No problem.  It is just that humic acids are analytically very slippery 
because they aren't One Thing.  There are more types of humic acid 
molecules than can be enumerated.  That means that almost all of the 
time, we have to work with approximations and correlations.

The response of the test kit that you have is proportional to the product 
of the concentration and reactivity of the phenolic -OH groups present in 
solution.  When they standardize the reagents, it is probably done to 
tyrosine or phenol, which are two pure, monodisperse, discrete chemical 
entities that can be dried down and weighed on a balance and are always 
the same.  

What you have in the aquarium is a melange of different compounds, some 
of which have abundant, reactive -OH groups, and some of which are 
perfectly "valid" humic acids that might be almost or completely devoid 
of these groups.  The functional groups can be hindered and hence react 
more slowly in some compounds than others.  

It is all rather maddening to think about.  

Whatever correlations that you develop for your system will be very 
interesting.  What will be even more interesting is to see if they are 
valid across systems.  For example, we have a large piece of driftwood in 
the lab planted tank.  It is loaded with lignins, and they are very 
reactive in your test method.  Another tank may not have driftwood, 
and may be relatively lignin poor.  

What may be important for plant growth might be the chelating ability of
the humic acids, and how efficiently those chelates are absorbed by
plants.  That might or might not be related in a simple way to the
concentration of reactive phenol groups present when cross-system
comparisons are made.  It might or might not be related in a simple way to
the amount of yellow color in the water for x-system comparisons.  God
only knows what they put in commercial blackwater extracts, and how that
relates in chelating power and -OH reactivity to the humic acids formed
naturally in various planted tanks. 

I'm a little surprised and disappointed that at least the fundamentals of 
the chemistry and the differential reactivity issues were not explained in 
some detail in the LaMotte writeup for their test kit.  

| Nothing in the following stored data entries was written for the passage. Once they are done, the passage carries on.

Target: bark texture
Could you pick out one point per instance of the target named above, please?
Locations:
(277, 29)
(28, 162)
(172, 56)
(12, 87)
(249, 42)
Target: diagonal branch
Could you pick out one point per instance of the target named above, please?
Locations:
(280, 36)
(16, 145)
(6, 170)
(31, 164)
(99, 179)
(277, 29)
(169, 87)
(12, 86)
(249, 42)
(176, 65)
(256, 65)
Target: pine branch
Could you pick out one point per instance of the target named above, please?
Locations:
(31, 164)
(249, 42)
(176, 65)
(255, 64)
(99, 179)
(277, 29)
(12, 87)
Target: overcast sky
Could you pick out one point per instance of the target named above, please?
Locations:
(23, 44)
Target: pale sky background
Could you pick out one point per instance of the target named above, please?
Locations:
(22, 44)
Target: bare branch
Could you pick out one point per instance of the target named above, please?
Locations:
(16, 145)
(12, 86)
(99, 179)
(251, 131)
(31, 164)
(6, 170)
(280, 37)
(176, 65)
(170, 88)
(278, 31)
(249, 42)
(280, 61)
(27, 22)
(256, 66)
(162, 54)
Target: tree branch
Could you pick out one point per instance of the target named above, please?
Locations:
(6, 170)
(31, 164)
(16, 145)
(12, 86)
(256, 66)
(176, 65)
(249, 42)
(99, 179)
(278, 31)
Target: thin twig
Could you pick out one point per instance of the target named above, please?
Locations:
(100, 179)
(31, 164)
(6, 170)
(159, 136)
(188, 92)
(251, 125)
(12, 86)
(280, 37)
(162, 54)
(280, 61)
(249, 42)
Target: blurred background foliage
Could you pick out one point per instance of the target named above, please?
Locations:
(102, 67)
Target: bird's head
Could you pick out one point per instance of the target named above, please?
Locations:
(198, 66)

If you want to learn more about humic acids and how they are detected in 
natural waters, I would refer you to the Hach water analysis handbook, 
which you can get from Hach, and to Standard Methods, which is published 
by the APHA, and should be in most libraries.

But there is no such simple quantity as mg/L humic acids derivable from 
your test kit results.  It is perfectly valid to report them as "mg/L 
X by LaMotte test Y" as long as everyone understands what they really means.